They do not need to be correctness proofs. With appropriate prompting and auditing, the tests allow the LLM see if the code functions as expected and iterates. It also serves as functionality documentation and audit documentation.

I also actually do not care if it reasons properly. I care about results that eventually stabilizes on a valid solution. These results do not need to based on "thinking," it can be experimentally derived. Agents can own whatever domain they work in, and acquire results with whatever methods they choose given constraints they are subject to. I measure results by validating via e2e tests, penetration testing, and human testing.

I also measure via architecture agents and code review agents that validate adherence to standards. If standards are violated a deeper audit is conducted, if it becomes a pattern, the agent is modified until it stabilizes again.

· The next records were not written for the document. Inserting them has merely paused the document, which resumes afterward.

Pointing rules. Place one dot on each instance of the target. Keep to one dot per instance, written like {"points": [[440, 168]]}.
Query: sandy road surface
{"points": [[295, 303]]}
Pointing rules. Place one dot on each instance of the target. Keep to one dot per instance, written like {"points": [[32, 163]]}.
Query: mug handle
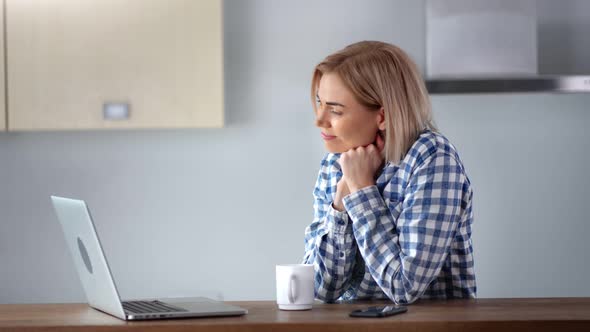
{"points": [[292, 289]]}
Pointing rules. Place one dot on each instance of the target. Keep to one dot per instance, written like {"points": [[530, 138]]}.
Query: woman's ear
{"points": [[381, 119]]}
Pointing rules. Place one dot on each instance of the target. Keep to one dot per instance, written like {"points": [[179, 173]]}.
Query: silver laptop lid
{"points": [[89, 258]]}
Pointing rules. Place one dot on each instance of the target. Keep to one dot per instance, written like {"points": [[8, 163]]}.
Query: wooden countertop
{"points": [[551, 314]]}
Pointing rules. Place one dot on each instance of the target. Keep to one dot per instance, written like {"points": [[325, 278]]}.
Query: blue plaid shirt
{"points": [[406, 237]]}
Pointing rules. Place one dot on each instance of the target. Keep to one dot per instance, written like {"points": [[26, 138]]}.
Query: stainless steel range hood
{"points": [[488, 46], [559, 84]]}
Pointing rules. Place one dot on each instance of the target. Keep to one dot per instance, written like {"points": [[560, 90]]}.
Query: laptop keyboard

This is more like numerical methods of relaxation. You set the edge conditions / constraints, then iterate the system until it stabilizes on a solution. The solution in this case, however, is meta, because you are stabilizing on a set of agents that can stabilize on a solution.

Agents don't "reason" or "think", and I don't need to trust them. I trust only results.

▲

layer8 3 hours ago | parent [-]

The point is that tests generally only test specific inputs and circumstances. They are a heuristic, but don’t generalize to all possible states and inputs. It’s like probing a mathematical function on some points, where the results being correct on the probed points doesn’t mean the function will yield the desired result on all points of its domain. If the tests are the only measure, they become the target.

The value of a good developer is that they generalize over all possible inputs and states. That’s something current LLMs can’t be trusted to do (yet?).

	▲	survirtual 6 minutes ago \| parent [-]
		Not relevant. Hallucinations don't matter if the mechanics of the pipeline mitigate them. In other words, at a systems level, you can mitigate hallucinations. The agent level noise is not a concern. This is no different from CPU design or any other noisy system. Transistors are not perfect and there is always error, so you need error correction. At a transistor level, CPUs are unreliable. At a systems level, they are clean and reliable. This is no different. The stochastic noisiness of individual agents can be mitigated with redundancy, constraints, and error correction at a systems level.